Derailed immune response
Researchers suspect that the function of the immune system against the bacteria in the intestine is disturbed and the body reacts with an inflammatory reaction. In the case of ulcerative colitis, the protective mucous membrane is apparently not thick enough and the germs can attack the intestinal wall. In Crohn’s disease, the protective layer does not contain enough antibodies to prevent the bacteria from entering. Both result in local inflammation.
Colonoscopy provides security
Those affected by chronic intestinal inflammation often have a long history of suffering behind them. A colonoscopy will determine whether the cause is to be found in the intestines. During the endoscopy, the doctor looks at the intestinal wall (is it reddened over a large area or only in places?) and takes samples that are later examined in the laboratory. Blood, stool and ultrasound tests are also carried out.
Therapy for ulcerative colitis
Since the causes of colitis are not known, one can only alleviate the symptoms. Anti-inflammatory drugs are used for this, which are intended to alleviate the flare-up of the disease and prolong the resting phase between two flare-ups. Aminosalicylic acid is usually the drug of choice, and cortisone is also used in the case of severe flare-ups. If the inflammation cannot be controlled with medication, in extreme cases part of the intestine can be surgically removed.

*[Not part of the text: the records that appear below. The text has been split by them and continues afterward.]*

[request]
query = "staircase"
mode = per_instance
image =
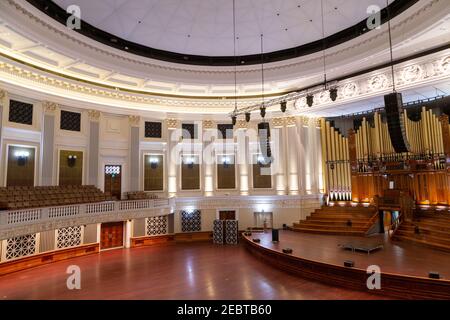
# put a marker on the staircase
(339, 220)
(433, 231)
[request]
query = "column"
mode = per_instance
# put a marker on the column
(48, 142)
(242, 156)
(278, 138)
(172, 156)
(135, 122)
(294, 153)
(208, 160)
(3, 97)
(94, 141)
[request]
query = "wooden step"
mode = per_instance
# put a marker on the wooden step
(330, 232)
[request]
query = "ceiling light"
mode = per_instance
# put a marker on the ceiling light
(310, 100)
(263, 111)
(333, 94)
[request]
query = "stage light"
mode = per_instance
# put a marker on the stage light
(333, 94)
(263, 111)
(310, 100)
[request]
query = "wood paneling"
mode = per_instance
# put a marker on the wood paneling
(20, 172)
(190, 174)
(226, 172)
(111, 235)
(70, 171)
(153, 172)
(261, 180)
(150, 241)
(397, 285)
(46, 258)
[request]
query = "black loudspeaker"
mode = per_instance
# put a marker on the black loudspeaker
(264, 140)
(393, 105)
(275, 235)
(349, 263)
(434, 275)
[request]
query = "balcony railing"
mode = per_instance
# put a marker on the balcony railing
(10, 219)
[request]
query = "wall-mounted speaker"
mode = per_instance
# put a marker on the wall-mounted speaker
(264, 140)
(275, 235)
(393, 105)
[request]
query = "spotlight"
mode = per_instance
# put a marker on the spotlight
(333, 94)
(310, 100)
(263, 111)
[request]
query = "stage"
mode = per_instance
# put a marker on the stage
(404, 266)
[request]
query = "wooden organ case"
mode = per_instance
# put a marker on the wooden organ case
(363, 165)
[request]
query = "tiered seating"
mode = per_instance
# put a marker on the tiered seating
(431, 230)
(338, 220)
(13, 198)
(140, 195)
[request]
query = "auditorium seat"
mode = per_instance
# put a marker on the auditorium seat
(14, 198)
(140, 195)
(426, 229)
(339, 220)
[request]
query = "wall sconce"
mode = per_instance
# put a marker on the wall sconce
(189, 162)
(22, 157)
(226, 161)
(153, 162)
(71, 160)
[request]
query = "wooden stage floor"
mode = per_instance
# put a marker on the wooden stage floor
(396, 257)
(175, 271)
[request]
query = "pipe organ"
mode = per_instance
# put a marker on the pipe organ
(335, 152)
(365, 164)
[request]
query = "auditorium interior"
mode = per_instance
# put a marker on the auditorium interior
(224, 150)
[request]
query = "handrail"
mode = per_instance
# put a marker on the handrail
(46, 214)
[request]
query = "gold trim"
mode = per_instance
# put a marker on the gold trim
(148, 93)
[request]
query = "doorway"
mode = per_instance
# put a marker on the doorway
(111, 235)
(227, 215)
(113, 181)
(263, 220)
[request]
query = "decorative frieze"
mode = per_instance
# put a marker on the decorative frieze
(134, 120)
(50, 107)
(208, 124)
(94, 115)
(172, 124)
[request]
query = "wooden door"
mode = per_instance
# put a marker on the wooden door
(113, 181)
(227, 215)
(111, 235)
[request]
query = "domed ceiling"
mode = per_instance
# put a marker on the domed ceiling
(205, 27)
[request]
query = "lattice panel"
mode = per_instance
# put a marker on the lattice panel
(218, 232)
(153, 129)
(225, 130)
(70, 121)
(191, 221)
(157, 225)
(231, 232)
(20, 112)
(68, 237)
(22, 246)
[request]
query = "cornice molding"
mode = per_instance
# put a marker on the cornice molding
(50, 107)
(205, 70)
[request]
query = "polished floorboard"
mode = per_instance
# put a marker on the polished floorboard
(396, 257)
(177, 271)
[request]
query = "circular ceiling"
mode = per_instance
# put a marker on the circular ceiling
(205, 27)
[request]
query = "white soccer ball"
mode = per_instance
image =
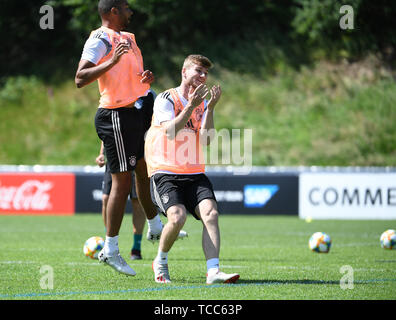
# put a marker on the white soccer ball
(93, 246)
(320, 242)
(388, 239)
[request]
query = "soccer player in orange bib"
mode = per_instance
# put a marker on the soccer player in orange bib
(112, 57)
(182, 123)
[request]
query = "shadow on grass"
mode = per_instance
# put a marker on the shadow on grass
(280, 282)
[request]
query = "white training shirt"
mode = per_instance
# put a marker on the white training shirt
(96, 47)
(164, 107)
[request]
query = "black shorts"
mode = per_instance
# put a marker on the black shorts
(170, 189)
(121, 131)
(107, 182)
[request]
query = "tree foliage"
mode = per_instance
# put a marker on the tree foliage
(251, 36)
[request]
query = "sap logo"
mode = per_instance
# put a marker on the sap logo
(256, 196)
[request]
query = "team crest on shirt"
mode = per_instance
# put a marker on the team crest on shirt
(165, 198)
(132, 161)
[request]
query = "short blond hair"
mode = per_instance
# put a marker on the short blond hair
(197, 59)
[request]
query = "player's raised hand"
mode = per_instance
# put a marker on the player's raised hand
(147, 77)
(195, 97)
(215, 93)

Therapy for Crohn’s disease
Aminosalicylic acid is also used in Crohn’s disease to curb local inflammation. In the case of severe flare-ups, the doctor also administers cortisone. If there is a bacterial infection, antibiotics are used. Crohn’s disease also requires surgical interventions much more often, in which, for example, chronically narrowed areas in the intestine are removed or severely affected sections of the intestine are removed.
Rest periods but no healing
There is currently no cure for either ulcerative colitis or Crohn’s disease. The aim of the therapy is to extend the breaks in which the patient has no symptoms for as long as possible. These remission phases can sometimes last for years.
Increased risk of colon cancer
People with chronic inflammatory bowel disease have an increased risk of colon cancer. It is therefore important that patients are regularly examined for malignant changes in the intestine.
Low-carb diets may slow down inflammation
One active ingredient that could do this is already known: the dietary supplement hydroxycitrate, which is already being used to treat type 2 diabetes. In addition, a low-sugar diet in particular could not only prevent immune diseases, but also have a positive effect on their progression.